ゲーム実況で使うPCについて理解しよう!

  • ゲーム実況を始めようとしている人から、よくされる質問があります。それは、「いま使っているPCスペックでゲーム実況できますか?」「おすすめのPCはありますか?」というものです。はっきりいうと、答えに窮するというのが本音です。ある意味、究極の難問かもしれません。

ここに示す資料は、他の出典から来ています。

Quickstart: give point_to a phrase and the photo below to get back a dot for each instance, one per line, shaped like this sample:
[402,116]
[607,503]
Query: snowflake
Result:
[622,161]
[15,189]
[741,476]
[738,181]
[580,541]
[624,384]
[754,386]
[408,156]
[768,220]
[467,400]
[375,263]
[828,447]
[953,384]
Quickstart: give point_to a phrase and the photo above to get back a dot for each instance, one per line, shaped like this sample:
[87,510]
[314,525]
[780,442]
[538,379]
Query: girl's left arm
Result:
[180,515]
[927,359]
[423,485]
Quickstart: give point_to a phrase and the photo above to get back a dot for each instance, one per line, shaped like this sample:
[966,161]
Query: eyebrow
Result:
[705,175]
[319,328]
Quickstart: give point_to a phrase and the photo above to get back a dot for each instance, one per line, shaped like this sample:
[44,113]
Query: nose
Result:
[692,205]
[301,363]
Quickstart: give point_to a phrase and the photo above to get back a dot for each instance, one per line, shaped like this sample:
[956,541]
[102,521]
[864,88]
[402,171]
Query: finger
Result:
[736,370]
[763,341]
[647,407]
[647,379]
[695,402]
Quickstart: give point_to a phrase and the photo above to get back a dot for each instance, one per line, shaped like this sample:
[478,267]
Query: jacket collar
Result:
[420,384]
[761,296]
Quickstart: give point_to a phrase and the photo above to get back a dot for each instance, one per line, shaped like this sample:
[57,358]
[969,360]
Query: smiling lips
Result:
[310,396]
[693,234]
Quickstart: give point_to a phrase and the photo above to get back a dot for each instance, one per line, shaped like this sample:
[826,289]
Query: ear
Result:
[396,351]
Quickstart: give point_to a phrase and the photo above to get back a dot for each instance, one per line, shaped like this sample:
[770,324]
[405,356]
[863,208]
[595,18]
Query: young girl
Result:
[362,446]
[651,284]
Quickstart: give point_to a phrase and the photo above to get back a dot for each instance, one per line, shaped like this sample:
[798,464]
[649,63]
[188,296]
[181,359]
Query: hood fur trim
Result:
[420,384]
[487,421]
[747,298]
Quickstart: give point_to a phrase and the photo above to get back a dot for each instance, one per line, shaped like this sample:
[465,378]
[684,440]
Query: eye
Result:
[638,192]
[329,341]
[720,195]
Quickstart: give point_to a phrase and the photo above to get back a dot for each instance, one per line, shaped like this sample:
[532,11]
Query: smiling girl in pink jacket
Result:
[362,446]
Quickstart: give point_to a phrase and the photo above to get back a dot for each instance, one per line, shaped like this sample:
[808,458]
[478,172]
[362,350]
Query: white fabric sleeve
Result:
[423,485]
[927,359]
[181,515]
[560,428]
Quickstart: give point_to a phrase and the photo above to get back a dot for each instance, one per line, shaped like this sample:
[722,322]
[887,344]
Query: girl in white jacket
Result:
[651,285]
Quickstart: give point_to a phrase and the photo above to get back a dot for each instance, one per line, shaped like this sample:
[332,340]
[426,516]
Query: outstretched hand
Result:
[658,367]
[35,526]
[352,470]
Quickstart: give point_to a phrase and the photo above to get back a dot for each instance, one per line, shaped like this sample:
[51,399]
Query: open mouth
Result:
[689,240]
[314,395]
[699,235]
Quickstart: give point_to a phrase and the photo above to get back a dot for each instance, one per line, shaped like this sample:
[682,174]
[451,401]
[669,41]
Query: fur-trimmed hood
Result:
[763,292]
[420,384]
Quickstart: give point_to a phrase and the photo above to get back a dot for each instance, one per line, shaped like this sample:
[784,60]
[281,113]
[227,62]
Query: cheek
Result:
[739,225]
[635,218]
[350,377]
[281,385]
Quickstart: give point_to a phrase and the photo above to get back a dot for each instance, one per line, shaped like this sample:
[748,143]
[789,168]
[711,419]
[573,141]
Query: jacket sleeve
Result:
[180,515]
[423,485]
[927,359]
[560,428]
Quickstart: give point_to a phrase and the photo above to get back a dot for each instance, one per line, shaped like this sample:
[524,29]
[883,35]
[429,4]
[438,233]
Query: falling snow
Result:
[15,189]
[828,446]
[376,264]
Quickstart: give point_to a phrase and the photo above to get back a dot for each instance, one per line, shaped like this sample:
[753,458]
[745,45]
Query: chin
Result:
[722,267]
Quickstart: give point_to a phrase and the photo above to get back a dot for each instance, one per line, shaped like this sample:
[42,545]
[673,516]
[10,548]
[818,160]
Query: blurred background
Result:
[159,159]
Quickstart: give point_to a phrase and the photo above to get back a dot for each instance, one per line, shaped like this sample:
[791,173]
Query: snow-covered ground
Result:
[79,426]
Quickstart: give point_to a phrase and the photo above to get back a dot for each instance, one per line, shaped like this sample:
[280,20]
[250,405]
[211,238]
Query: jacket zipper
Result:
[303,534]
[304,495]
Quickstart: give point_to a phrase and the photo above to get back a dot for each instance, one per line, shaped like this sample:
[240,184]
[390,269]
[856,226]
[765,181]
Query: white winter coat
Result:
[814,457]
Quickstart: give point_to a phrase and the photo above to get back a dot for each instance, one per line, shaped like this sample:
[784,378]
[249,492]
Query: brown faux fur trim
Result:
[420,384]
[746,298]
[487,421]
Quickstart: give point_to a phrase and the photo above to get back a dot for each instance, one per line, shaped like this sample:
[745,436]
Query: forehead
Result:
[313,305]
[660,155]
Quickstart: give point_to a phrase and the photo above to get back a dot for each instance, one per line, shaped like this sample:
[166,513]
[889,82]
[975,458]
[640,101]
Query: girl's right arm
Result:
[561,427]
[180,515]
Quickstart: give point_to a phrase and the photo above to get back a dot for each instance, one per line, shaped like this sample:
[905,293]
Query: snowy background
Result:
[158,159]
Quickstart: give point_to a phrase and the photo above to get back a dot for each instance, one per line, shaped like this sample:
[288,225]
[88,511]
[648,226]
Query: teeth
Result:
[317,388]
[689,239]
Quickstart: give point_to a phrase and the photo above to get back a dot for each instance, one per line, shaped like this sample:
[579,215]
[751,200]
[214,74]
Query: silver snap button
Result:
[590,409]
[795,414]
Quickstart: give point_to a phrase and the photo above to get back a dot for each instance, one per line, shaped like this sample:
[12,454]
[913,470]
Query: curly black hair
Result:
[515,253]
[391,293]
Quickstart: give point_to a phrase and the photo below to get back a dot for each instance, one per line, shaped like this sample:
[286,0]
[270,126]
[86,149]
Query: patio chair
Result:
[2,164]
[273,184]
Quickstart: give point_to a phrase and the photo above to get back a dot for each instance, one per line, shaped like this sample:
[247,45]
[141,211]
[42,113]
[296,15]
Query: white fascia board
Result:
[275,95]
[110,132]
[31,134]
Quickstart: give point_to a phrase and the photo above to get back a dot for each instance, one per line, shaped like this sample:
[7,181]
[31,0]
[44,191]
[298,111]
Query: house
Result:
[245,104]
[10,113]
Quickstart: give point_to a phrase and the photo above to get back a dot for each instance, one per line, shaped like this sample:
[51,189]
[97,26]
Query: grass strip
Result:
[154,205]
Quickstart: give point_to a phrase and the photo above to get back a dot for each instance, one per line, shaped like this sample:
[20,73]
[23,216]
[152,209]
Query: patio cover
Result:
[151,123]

  • ただ、最低限必要なPCスペックについては、筆者の経験や各種情報から推測することはできます。高スペックなPCのほうがよいのは確かですが、低スペックだからといってゲーム実況ができないというわけではありません。場合にもよるのです。もし新しいPCを購入するなら、とくにCPU・GPUというパーツに着目して選びます(後述)。

目次


PCスペックの調べ方


  • ゲーム実況で必要なPCスペックを見ていくまえに、まずは自分のPCのスペックを正確に把握しましょうCPU、メモリ、GPUの3点を確認します。これ以外は事実上無視してもかまいません。

CPU


  • ゲーム実況では、CPUがもっとも重要です。ゲームを録画する場合も、リアルタイムでライブ配信(生放送)する場合も、CPUの性能が高いほうが高画質にでき、かつ軽快に動作します。また、動画編集では最後に動画を保存するのですが、これも短時間で終わります。以下のようにしてCPUの型番を調べましょう。

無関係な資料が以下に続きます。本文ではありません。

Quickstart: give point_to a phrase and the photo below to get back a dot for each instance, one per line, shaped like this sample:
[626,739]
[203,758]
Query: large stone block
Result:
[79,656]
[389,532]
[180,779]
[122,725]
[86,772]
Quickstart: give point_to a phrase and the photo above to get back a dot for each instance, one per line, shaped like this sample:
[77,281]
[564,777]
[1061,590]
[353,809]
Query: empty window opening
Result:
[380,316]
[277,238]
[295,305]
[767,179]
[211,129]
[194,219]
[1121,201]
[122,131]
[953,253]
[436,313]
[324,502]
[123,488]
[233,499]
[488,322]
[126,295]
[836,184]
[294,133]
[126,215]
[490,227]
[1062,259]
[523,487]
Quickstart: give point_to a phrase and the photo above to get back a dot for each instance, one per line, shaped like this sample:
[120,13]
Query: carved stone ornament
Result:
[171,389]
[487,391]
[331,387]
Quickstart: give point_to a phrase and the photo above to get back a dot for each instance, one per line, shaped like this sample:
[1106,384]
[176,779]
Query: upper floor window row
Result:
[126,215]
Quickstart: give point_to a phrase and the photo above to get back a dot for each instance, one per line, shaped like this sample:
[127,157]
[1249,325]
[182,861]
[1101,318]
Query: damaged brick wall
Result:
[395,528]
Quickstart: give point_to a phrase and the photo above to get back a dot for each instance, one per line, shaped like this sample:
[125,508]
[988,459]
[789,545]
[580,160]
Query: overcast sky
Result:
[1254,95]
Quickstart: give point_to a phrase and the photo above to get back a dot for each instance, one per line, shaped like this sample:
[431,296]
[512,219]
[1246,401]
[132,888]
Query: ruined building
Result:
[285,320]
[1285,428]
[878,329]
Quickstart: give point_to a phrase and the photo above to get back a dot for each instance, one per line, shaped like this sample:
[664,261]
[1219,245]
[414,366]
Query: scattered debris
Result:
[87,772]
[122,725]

  1. スタートボタン(画面左下の窓のアイコン)を右クリックし、「システム」を選択する。
  2. 「プロセッサ」を見る。


メモリ


  • メモリは、一般的なPCでは4~16GBであることが多いでしょう。CPUに比べると、そこまで性能を気にする必要はありません。

  1. スタートボタンを右クリックし、「システム」を選択する。
  2. 「実装メモリ(RAM)」を見る。


GPU


  • GPUは、グラフィック処理を司るチップのことです。おもにPCゲームをプレイする場合に重要になります。

  1. デバイスマネージャーを開く*1
  2. 「ディスプレイ アダプター」をダブルクリックして展開する。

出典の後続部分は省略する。